21st Century Education System

Preparing for the 21st century education system.

Sunday, May 31, 2009

For Whom the Test Tolls

Why do (some) students cheat on tests? Because they want the test to show better results. Because poor test results will put them in a worse state than good test results. Because they don't want to be judged by poor test results. Because thy don't want to be damned by poor test results. The test is an enemy to be conquered or avoided... Now that's useful.

In the Internet age where it's very easy to create a poll, university professors and judges find themselves being evaluated by students and lawyers respectively. They hate it, and fight it with all the eloquence you would expect from those who make a living by talking and writing. But beneath the learned reasoning for not subjecting themselves to evaluation, what is the problem? Same as with the cheating students: They don't want to be judged and damned. They also don't want to be in the inferior position of reporting to anybody, though if they were guaranteed a glowing report, they may not mind too much.

A similar state of affairs exists wherever a guild manages to keep the power to define the mechanisms that govern it, but this post is concerned only with K12 students. Fixing the rest of the world will have to wait a few weeks.

The students are right: Regular exams at school are designed to judge them. The teacher grading the test may scrawl a few words of reprimand on the wrong answer, but the test as served its purpose as soon as a mark is assigned. Seldom will there be a follow up with a specific student on a specific error. Usually, no one expects to learn from a test. Testing is not part of the learning process. It's an overhead and, may I humbly suggest, a distraction.

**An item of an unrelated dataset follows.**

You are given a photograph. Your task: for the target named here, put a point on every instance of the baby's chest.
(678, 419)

I propose to start by deciding that all of what we do at school should directly promote learning - as much as possible. The great majority of tests, quizzes, evaluations etc. should be part of a feedback mechanism (see post) to improve teaching and learning. An exam examines the state of the teaching/learning; it doesn't evaluate if a student is good or evil. It would take an effort, but testing can be repositioned - reframed - as feedback:

The test's questions, even before they are answered, tell the students what the teacher expected them to have learned, and to be able to do. Just reading the test, the student can learn something new. Possible feedback messages from reading the test include: "Hey, you didn't teach that" (feedback to the teacher) or "I see I missed a whole aspect of what I studied" (feedback to the student) or "This test is too easy - we know more than that, so it doesn't provide enough relevant feedback" (feedback to the teacher).

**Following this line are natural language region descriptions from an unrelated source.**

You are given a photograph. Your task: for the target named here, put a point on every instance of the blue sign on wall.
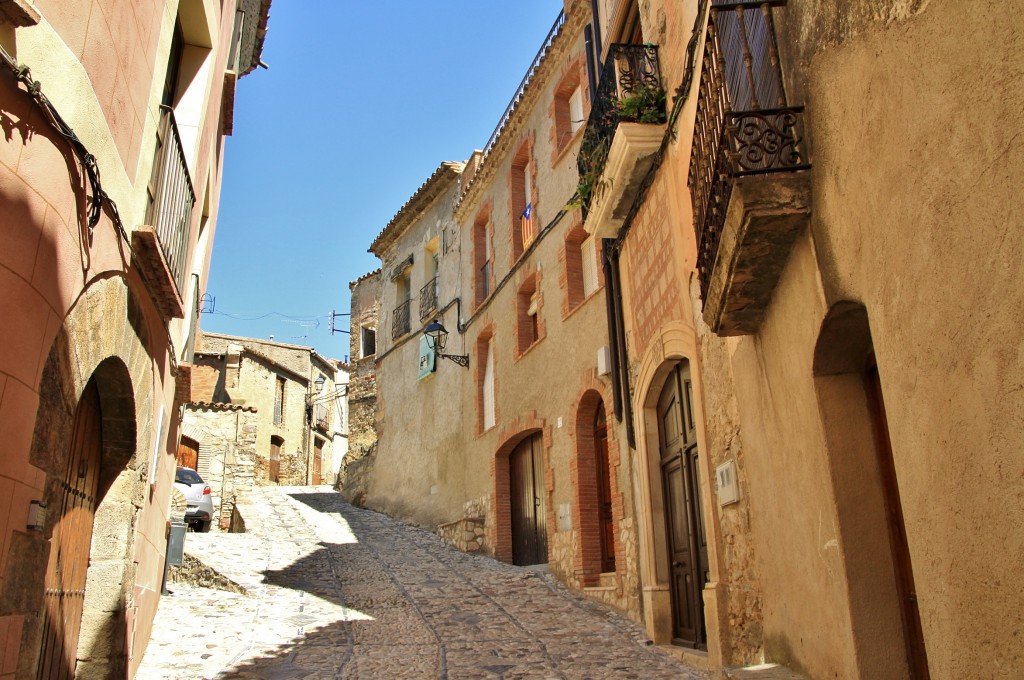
(427, 358)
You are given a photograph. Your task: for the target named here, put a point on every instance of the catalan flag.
(526, 219)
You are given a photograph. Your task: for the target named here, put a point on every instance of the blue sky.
(359, 105)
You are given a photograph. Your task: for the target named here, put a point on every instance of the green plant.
(646, 104)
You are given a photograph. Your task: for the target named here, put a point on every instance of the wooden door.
(909, 613)
(188, 454)
(607, 526)
(529, 535)
(64, 593)
(687, 548)
(317, 462)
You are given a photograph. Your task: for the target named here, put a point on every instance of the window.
(428, 294)
(487, 397)
(486, 412)
(368, 341)
(279, 401)
(524, 199)
(588, 253)
(581, 262)
(528, 328)
(273, 470)
(567, 107)
(400, 324)
(482, 255)
(576, 110)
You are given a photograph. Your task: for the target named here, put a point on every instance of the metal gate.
(71, 542)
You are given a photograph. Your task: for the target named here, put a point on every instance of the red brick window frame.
(569, 107)
(587, 560)
(581, 273)
(523, 193)
(483, 255)
(486, 380)
(529, 323)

Having answered the questions, or performed the tasks prescribed by the test, and having a teacher or peer review and comment on them, the student gets finer feedback, like: "I see I misunderstood part of the issue" or "The reviewer didn't understand my answer, because I didn't express myself clearly".

Reviewing the results for a whole class can provide extra feedback to the system: Good results mean teaching was done well, and there may be something useful peers can learn from the teacher. Slightly poor results mean teaching methods should be improved. One-time seriously bad results mean the curriculum should be temporarily adjusted to go over the material again, probably with a different method.

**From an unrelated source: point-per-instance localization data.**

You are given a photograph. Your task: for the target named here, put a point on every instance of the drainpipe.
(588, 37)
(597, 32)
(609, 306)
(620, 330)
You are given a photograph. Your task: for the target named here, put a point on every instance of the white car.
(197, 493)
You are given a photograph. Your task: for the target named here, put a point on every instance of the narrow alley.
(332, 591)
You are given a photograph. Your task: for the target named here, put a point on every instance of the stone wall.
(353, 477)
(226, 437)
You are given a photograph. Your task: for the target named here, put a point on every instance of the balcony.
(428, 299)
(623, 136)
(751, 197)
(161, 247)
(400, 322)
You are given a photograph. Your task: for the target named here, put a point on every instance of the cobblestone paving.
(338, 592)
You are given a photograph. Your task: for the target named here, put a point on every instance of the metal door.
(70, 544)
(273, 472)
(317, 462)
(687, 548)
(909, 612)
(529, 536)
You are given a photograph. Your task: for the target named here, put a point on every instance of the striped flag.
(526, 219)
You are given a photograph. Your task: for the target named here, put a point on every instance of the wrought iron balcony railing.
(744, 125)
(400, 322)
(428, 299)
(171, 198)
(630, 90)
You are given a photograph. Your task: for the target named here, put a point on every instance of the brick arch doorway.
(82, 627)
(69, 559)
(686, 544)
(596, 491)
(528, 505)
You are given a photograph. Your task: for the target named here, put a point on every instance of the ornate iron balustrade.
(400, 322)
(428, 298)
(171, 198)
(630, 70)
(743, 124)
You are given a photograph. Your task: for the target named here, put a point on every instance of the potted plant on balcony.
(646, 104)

Reviewing the results from many classes, accounting for different teaching methods is called "research." It provides feedback for the whole education system. Comparing such results can enable improvement of teaching methodology over the whole system.

Reality keeps interfering: Judgement and damnation are not completely eliminated: Only in extreme cases, when the feedback doesn't work, will the tests ultimately will result in unpleasantness. For example, consistently poor results for a specific teacher's classes may mean the teacher should be removed. Consistently poor results for a student may ultimately mean having to move to a different class, with possible difficult social status consequences. The trick is to keep the main mass of testing as a feedback mechanism, for the benefit of the mainstream students. At the extreme bottom - we haven't solved the problem yet.

Grading and comparison: There is a view that says that every student must be treated strictly as an individual, and not be compared with others. But out-of-school reality doesn't work that way: When a company considering hiring an employee, or promoting an employee, it doesn't use individualized assessments: The contenders are graded and are being compared, and the one with the best weighted sum of qualifications - wins. Even closer to the students' lives, in sports - the fastest runner gets the gold; not the one who tried most. So, a side effect of testing can remain the grades. Competition over grades can be a powerful motivator, though care should be taken to avoid cutthroat competition that seeks to harm the competition instead of advancing oneself.

One aspect of potentially constructive grading and comparison is international tests, which provide feedback for the whole system, showing its standing in comparison to other national education systems. What can we learn from Finland? What can we learn from Singapore?

As always, careful research is required, but it seems that if tests are conceived primarily as useful feedback, they can become that.